Candy Crushing It In AnyVillage, India

Over Raksha Bhandan holiday I visited Bithli, Masi's gaam. Since Bhoti got married, Masi and Masa have mostly shifted base from Baroda to Bithli. Masa manages the farming operation and Masi entertains an endless stream (though slightly less bandwidth than Aalap) of guests.

While I was there, one thing totally captivated my attention, beside the huge 15x10 foot wall length portraits of Keya and Sujit on the second floor of Masi's house. As far as I could tell, Candy Crush had swept up the entire male population of the village. Everywhere I went, men were playing. Every house had the same scene: all males head down, sometimes sitting in corners out of semi-shame, working their thumbs nimbly over their sleek touch screens.

Masa told me he himself plays five hours a day. Five hours a day! Candy Crush when you wake up in the morning. Candy Crush while waiting for lunch. Candy Crush while relaxing after lunch on the porch. When your wife yells at you to get off of the phone, pull out your tab and Candy Crush on there. That's really crushing it. Masa has become an expert player. Conversations in all male huddles, which tend to form throughout the day in gaam life, never concluded without chit-chat about what level someone reached or what quest was completed or little quirks and ways to cheat the game. Dhruv taught me a bit and I found the game interesting and pretty challenging. But nothing I would play for hours every day.

I thrilled at how this game had penetrated this random Indian village and taken it by storm, so far away by distances of space time and context from where it originated. What would happen if the Candy Crush Braintrust, what I imagine as a cadre of 20-something hipster-types in a posh industrial area in SF plotting the next move for their game to conquer the world, visited Bithli?

1 comment:

  1. Great story!

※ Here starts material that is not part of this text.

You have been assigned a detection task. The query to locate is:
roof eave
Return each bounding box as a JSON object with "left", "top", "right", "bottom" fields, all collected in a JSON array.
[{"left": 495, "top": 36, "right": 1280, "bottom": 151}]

But I would extend your final question: What would happen if the Candy Crush Braintrust, what I imagine as a cadre of 20-something hipster-types in a posh industrial area in SF plotting the next move for their game to conquer the world, visited Bithli... and actually built something useful with their skills? If gamification can enthrall random villages, perhaps they're on to something about human behavior that can translate into productive or meaningful activity.